UN ESPAÑOL Y UN GUIRI

Además de enriquecerse, Pujol ensambló durante 23 años las llamadas «estructuras de Estado», que dejaron el coche de la República a punto, a falta de sacarlo del garaje español en cuanto se durmiese el vigilante. Después, ya desde 2011, Junqueras, Òmnium y ANC comenzaron a sembrar en cada villa catalana una mentira burda, pero que funciona, y más en tierra proclive al victimismo: España nos manga unos 30.000 millones anuales, con los que Cataluña sería uno de los países más ricos de Europa, no queda otra que la independencia.

Por último, Junqueras y Puigdemont lanzaron la embestida final aprovechando la resaca de la crisis. Pincharon, porque el oso del Estado, que creían dormido, todavía tenía un ojo abierto y soltó un zarpazo. La izquierda hizo de tonta útil y adoptó una posición equidistante entre los separatistas y Rajoy, al que endosaron la mitad de la culpa, «por no dialogar».
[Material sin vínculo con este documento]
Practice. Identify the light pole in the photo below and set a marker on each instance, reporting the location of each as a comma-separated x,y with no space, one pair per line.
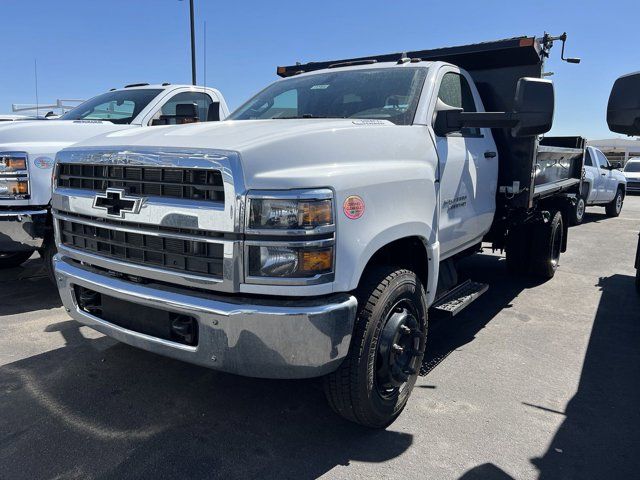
193,44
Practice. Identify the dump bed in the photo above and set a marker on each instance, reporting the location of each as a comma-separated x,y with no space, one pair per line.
496,68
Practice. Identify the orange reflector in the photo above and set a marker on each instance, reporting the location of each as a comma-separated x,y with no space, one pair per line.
353,207
316,260
316,213
20,188
17,163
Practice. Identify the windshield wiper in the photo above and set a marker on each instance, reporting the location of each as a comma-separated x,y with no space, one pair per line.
304,115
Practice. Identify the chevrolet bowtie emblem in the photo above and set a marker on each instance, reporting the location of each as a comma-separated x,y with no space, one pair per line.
116,202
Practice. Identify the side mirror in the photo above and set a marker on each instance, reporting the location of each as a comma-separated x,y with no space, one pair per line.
447,119
187,113
533,107
623,110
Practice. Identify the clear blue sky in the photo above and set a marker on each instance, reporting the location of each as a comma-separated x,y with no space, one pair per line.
86,47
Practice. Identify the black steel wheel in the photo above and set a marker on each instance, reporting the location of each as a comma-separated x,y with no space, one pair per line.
371,387
13,259
546,246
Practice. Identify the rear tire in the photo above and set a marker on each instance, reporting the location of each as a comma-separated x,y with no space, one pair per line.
13,259
614,208
372,385
546,245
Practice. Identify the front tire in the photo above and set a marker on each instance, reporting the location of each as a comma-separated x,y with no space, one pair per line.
614,208
372,385
13,259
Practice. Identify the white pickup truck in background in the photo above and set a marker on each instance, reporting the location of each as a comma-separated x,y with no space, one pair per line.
603,185
28,150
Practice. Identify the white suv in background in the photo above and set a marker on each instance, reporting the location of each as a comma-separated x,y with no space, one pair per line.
631,172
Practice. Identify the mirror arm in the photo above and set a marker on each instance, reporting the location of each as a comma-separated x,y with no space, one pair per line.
482,119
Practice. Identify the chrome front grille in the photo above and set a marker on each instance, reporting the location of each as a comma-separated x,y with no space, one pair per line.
186,230
185,183
172,253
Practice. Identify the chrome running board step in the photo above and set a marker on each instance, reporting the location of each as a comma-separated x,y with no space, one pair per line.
457,299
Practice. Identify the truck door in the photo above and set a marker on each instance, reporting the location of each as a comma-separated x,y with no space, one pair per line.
468,171
592,171
609,182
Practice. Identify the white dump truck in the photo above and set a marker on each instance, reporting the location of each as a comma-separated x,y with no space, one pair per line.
28,150
311,233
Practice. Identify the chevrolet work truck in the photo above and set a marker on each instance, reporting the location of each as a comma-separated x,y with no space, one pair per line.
311,233
28,150
603,185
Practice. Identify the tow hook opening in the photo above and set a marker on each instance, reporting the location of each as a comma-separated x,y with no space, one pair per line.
158,323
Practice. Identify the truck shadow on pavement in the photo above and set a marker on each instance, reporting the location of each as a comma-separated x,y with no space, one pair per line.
27,289
100,409
600,434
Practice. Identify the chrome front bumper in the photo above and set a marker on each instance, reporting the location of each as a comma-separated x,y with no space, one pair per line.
245,336
22,230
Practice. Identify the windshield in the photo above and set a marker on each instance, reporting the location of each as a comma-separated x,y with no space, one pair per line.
632,167
120,107
380,93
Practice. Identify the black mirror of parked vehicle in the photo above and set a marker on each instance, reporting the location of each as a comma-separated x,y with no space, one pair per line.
532,112
533,107
623,110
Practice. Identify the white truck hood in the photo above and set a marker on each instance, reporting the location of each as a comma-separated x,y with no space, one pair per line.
291,153
42,140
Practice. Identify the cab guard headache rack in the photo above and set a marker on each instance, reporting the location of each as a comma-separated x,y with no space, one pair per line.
517,51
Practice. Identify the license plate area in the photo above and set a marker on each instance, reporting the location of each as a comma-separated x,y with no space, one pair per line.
151,321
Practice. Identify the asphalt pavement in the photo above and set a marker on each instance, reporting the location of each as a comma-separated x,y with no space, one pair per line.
532,381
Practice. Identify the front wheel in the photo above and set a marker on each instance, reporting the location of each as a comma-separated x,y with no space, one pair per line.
13,259
614,208
372,385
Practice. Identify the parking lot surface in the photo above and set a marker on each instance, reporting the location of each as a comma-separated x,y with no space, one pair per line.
532,381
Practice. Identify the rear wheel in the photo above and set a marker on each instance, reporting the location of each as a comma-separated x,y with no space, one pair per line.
614,208
546,246
13,259
374,382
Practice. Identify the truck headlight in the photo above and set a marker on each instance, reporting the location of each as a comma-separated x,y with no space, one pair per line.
290,213
290,261
290,237
13,187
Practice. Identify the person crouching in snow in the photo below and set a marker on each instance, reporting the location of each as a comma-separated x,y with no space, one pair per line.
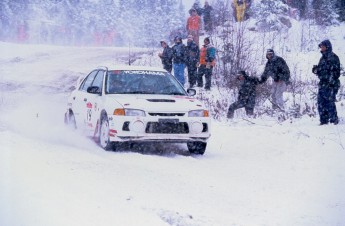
246,94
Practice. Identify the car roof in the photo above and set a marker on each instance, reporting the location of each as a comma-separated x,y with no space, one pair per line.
135,68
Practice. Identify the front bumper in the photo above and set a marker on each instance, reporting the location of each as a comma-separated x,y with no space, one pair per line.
159,129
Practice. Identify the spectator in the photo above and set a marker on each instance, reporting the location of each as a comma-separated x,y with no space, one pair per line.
193,25
193,54
207,62
246,94
207,17
179,59
239,7
166,56
276,68
328,71
197,8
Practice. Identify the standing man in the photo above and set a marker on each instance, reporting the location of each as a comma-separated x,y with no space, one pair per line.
193,25
239,7
276,68
179,59
246,94
328,71
166,56
207,17
193,55
207,62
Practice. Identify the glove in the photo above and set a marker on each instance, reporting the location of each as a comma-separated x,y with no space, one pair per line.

Con Sánchez llegaría el diálogo y bajaría «la inflamación». No ha funcionado, por supuesto. No quieren ver lo evidente: los separatistas solo se conformarán con su Estado. Nada que no sea eso les sirve. Sánchez ya paga su presuntuoso afán de acariciar al tigre: sus socios golpistas forzaron el adelanto electoral y ayer volvieron a morderle la mano con Iceta. No enreden.

Para intentar que España siga unida solo existen dos herramientas: mantener el imperio de la ley y lanzar una ofensiva cultural y política pro española en Cataluña y País Vasco. Regalar más autogobierno es programar el suicidio de España a cámara lenta.

El magnífico músico y poeta bonaerense Andrés Calamaro y el excelente actor neoyorquino Viggo Mortersen comparten vínculo con España, donde pasan largas temporadas. Uno, Andrés, se ha pateado el país de cabo a rabo durante 29 años, hasta el pueblo más ignoto, primero en la furgona de Los Rodríguez y luego viendo toros.

El otro, Viggo, luce la mirada del piji-progre que vive aquí, pero que no ha captado la entraña del país. Calamaro, que mamó en su casa el alma zurda y la mantiene, es un librepensador. No está dispuesto a aferrarse clichés dogmáticos si su cerebro los contradice. Por eso admira el papel de la Monarquía, por eso quiere a España con naturalidad y por eso en tiempos pusilánimes se quedó tan ancho proclamando en el Liceo de Barcelona: «Amo a Cataluña. Amo la Cataluña española».

Viggo tiene otra visión. Es socio de Òmnium y apoya el plan para partir España, arrebato insolidario y clasista que le parece moderno y chupi-progre (ideología que recibe en casa de su novia). Al tiempo, se hace cruces con Vox, a los que tacha de «ultranacionalistas» y «neofascistas».

Torra y Junqueras, fanáticos del hecho diferencial, que abogan por pisotear la igualdad entre vecinos y las leyes, son unos tíos admirables. Calamaro, tan libre y artista que hasta se permite la verdad y el humor, comentó en el Liceo que lo de Mortesen es «un discurso antifascista facilón». Pitos. Anatema. Pero les soltó una verdad (y de paso se pegó un conciertazo de dos horas y media).

Andrés es un gran español. Viggo, un guiri de patatas bravas con demasiada pimienta en la mirada.